The media mostly ignore other Republican women, like Gov. Susana Martinez of New Mexico -- at least for now.

"We're less on testosterone," Democratic Sen. Dianne Feinstein of California told Ms. Sawyer. "We don't have that need to always be confrontational. And I think we're problem solvers, and I think that's what this country needs." Lisa Murkowski, Republican of Alaska, agreed.

So testosterone is to blame for the fact that male senators are so combative and that Congress continues to founder? Imagine a male suggesting that estrogen hampers women from performing well at their jobs. You don't have to imagine. Some men have said that and worse, to their shame, and society and ultimately history itself was right to denounce them.

But after all the talk about female bonding and how women and men have different approaches to solving problems, what does that mean? Does it mean that a Democratic female senator who is pro-choice on abortion and favors same-sex marriage, bigger roles for government, more spending and higher taxes will be able to find common ground with a Republican female senator who takes the opposite positions? I doubt it.

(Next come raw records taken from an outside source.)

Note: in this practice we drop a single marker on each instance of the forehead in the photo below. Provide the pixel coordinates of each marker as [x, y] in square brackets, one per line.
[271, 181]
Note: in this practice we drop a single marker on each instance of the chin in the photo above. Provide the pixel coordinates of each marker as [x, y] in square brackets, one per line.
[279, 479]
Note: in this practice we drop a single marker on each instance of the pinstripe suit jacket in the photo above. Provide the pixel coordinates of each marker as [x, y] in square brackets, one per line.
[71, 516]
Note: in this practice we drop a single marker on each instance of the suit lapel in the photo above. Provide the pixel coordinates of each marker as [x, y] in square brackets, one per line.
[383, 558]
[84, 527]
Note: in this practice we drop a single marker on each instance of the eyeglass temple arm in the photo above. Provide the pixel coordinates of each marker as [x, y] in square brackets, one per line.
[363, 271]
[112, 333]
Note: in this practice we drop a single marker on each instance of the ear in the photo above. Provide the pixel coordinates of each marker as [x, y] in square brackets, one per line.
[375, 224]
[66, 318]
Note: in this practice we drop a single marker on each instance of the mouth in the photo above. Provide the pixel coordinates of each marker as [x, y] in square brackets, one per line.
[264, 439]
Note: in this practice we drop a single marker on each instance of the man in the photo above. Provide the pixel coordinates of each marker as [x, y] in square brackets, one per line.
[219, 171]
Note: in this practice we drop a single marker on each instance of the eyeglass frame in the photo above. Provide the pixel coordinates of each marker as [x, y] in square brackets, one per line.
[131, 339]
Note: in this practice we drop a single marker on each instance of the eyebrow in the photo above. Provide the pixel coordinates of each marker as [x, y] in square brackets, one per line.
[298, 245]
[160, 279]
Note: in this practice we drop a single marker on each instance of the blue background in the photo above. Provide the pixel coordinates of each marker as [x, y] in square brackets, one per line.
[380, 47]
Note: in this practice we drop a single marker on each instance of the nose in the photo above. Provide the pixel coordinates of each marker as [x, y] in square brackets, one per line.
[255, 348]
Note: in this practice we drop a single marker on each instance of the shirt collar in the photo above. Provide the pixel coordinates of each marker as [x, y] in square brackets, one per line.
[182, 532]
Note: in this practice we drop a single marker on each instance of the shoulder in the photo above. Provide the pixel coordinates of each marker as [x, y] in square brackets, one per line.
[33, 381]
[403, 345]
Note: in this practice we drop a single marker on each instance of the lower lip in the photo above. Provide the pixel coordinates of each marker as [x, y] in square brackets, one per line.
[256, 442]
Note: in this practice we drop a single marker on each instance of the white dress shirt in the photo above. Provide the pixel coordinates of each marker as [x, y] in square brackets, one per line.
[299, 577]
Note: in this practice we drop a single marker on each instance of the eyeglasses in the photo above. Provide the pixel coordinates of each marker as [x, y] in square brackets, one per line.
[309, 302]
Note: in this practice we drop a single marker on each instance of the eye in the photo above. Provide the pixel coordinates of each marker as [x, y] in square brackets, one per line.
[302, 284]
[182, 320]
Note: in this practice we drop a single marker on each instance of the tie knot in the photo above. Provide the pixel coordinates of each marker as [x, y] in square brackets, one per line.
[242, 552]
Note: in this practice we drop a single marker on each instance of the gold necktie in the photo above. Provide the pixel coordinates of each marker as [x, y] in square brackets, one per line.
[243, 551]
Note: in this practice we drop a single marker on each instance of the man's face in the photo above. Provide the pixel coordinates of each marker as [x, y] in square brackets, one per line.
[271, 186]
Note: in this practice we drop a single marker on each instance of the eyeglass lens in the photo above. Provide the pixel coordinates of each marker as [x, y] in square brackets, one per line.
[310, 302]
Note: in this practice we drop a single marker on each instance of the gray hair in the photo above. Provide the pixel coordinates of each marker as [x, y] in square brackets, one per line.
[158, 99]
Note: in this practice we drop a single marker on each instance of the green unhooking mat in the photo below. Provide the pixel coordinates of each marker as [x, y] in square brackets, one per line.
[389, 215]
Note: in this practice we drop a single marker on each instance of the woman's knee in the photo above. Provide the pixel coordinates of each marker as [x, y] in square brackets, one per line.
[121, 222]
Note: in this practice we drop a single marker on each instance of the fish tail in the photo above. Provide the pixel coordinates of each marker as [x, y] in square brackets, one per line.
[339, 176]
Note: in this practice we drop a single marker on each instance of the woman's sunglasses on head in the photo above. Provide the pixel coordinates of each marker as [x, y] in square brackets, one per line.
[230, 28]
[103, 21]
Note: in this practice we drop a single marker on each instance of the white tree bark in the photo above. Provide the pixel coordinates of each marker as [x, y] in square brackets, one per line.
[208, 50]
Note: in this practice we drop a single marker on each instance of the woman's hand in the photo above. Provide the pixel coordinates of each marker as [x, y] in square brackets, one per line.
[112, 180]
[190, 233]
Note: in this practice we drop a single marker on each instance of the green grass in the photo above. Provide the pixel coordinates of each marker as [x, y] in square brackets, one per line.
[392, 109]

This double standard seems not only to apply to gender but also to race. Consider the disparaging things said about Tim Scott, the new senator from South Carolina, a replacement for the retired Jim DeMint. Mr. Scott is black, but his race does not endear him to liberals. He probably won't be embraced by the NAACP, whose president accused him of not believing in civil rights, having received an "F" on the NAACP's civil rights scorecard, which judges legislators on their votes on "civil rights" issues. In fact, Mr. Scott is just as much an example of the advancement of civil rights for blacks as those female senators are examples of progress for women.

In the end, it isn't about gender or race, but ideology. When they speak of "women's issues," for example, the left seems to think that all women think alike, or should. The same for African-Americans and civil rights. I think the right correctly sees content of character and ideas as superior to gender and skin color.

In the interview with Diane Sawyer, Sen. Claire McCaskill, Democrat of Missouri, said that by nature women are "less confrontational." Really? Ms. McCaskill must never have met the leaders of the women's movement whose disciples are among her colleagues. The chair of the Democratic National Committee, Rep. Debbie Wasserman Schultz of Florida, is no shrinking violet.

I'm not betting on estrogen besting testosterone to "get things done," forge compromise and defuse confrontation, especially given the history of some very uncompromising female leaders like Cleopatra, Catherine the Great, underground railroad "conductor" Harriet Tubman, the late Rep. Bella Abzug of New York, or British Prime Minister Margaret Thatcher. In fact, these women exhibited more testicular fortitude than some men, which, in the case of the conservative Ms. Thatcher, likely had a lot to do with why her male colleagues dumped her as party leader.